Example calculation flow (pseudo-procedure)

  • Step 0: Read generator array G[i] with fields: RatedPower, P0, %droop, minP, maxP.
  • Step 1: For each i compute R_i and stiffness k_i = 1 / R_i.
  • Step 2: ActiveSet = all units not at limits.
  • Step 3: While ΔP_remaining != 0 and ActiveSet not empty: compute S = Σ k_i for ActiveSet, Δf = -ΔP_remaining / S, ΔP_i = k_i / S * ΔP_remaining for i in ActiveSet. If any ΔP_i would push P_i out of [minP,maxP], clamp, update ΔP_remaining and ActiveSet.
  • Step 4: Output final P_i and Δf (the final Δf can be reported computed from the active set at the last iteration).

Standards, normative guidance and authoritative references

For design and interconnection, consult the following standards and technical references:
  • IEEE Std 1547 series — Interconnection and interoperability of distributed resources with power systems: https://standards.ieee.org/standard/1547-2018.html
  • EN 50549 — Requirements for connection of generation to distribution networks (European DER connection rules): https://standards.cencenelec.eu/
  • IEC 60034 — Rotating electrical machines (general performance and testing guidance): https://www.iec.ch/
  • NERC Reliability Standards — for balancing and frequency control practices: https://www.nerc.com/
  • Kundur, P., Power System Stability and Control — classical textbook covering governor-droop and stability topics.
  • NREL and technical papers on droop control and inverter-based resources: https://www.nrel.gov/
These documents provide normative and recommended practices for governor settings, inverter droop emulation, interconnection requirements, and protection coordination. Always verify local grid codes and utility-specific interconnection agreements.
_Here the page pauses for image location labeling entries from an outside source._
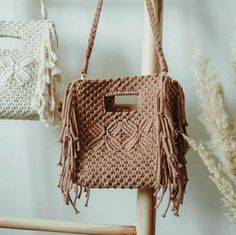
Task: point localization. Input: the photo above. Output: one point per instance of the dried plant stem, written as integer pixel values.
(218, 177)
(216, 117)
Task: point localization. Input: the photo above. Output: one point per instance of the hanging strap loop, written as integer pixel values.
(155, 29)
(44, 13)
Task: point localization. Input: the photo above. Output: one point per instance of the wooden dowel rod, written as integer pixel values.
(65, 227)
(146, 214)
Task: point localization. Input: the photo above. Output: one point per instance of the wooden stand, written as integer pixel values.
(146, 214)
(145, 201)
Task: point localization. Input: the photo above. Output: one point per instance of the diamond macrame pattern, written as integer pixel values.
(110, 136)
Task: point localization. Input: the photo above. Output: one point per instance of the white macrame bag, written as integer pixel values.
(29, 77)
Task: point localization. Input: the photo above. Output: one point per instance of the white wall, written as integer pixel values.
(29, 152)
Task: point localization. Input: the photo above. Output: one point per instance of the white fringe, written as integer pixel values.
(46, 99)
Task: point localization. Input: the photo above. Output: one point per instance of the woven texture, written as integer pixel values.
(28, 75)
(104, 146)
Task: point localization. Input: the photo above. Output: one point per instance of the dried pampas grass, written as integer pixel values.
(218, 177)
(216, 116)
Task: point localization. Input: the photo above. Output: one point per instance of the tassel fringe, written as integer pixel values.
(70, 151)
(171, 173)
(46, 100)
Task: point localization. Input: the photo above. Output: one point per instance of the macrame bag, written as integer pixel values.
(29, 75)
(105, 146)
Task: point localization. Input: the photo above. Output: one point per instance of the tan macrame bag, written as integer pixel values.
(104, 146)
(29, 77)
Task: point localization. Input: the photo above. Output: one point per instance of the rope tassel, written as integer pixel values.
(171, 173)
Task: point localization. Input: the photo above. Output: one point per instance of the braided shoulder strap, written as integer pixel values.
(155, 29)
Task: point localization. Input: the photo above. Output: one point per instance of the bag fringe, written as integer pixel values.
(46, 100)
(70, 151)
(171, 173)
Practical recommendations and best practices for engineers

  • Use droop sharing calculators during commissioning to verify expected participation factors and headroom requirements under plausible contingencies.
  • Set droop percentages intentionally to reflect capacity and desired participation; do not assume uniform %droop across disparate machine ratings will yield proportional power by rating.
  • Account for dynamic responses: combine droop-sharing algebra with time-constant models to estimate frequency nadirs and peak power during the transient.
  • Implement limit-checking and anti-windup mechanisms in governors and inverter controllers to prevent integrator saturation and unacceptable frequency excursions.
  • Document and log actual responses during initial load steps so that model parameters (effective R_i and time constants) can be validated and tuned.
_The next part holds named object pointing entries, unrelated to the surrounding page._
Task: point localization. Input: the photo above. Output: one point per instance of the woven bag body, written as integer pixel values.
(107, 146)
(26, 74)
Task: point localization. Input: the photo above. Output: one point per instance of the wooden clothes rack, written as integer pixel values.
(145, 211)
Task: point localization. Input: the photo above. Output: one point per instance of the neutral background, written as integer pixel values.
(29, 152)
SEO-oriented summary of key formulas and keywords for quick reference

For rapid calculation:
R_i = RatedPower_i / (f_nom * (%droop_i / 100))
k_i = 1 / R_i
S = Σ_i k_i
Δf = -ΔP_total / S
ΔP_i = k_i / S * ΔP_total
Keywords and key phrases: droop sharing calculator, generator load sharing, droop constant R, % droop to MW/Hz conversion, parallel generator instantaneous share, inverter droop emulation, governor saturated redistribution.
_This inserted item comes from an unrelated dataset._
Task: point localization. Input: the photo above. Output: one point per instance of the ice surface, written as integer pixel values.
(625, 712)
Final technical notes and limitations

The algebraic droop-sharing approach calculates steady-state distribution that primary frequency control tends to settle on after a disturbance, but:
  • Transient inertial response and governor dynamics determine the frequency nadir and time to steady-state; include inertia modeling for full transient studies.
  • Reactive-power sharing, voltage regulation, and AGC/secondary control layers interact with primary droop and must be coordinated.
  • In microgrids switching between grid-connected and islanded modes may require changing droop configurations (e.g., enabling inverter droop only when islanded).
  • Protection settings and low/high frequency trip settings must be checked to prevent inadvertent disconnection during droop events.
Use the provided formulas, tables and iterative solver algorithm to build or validate a reliable instantaneous droop ratings calculator for planning, commissioning and operational decision-support.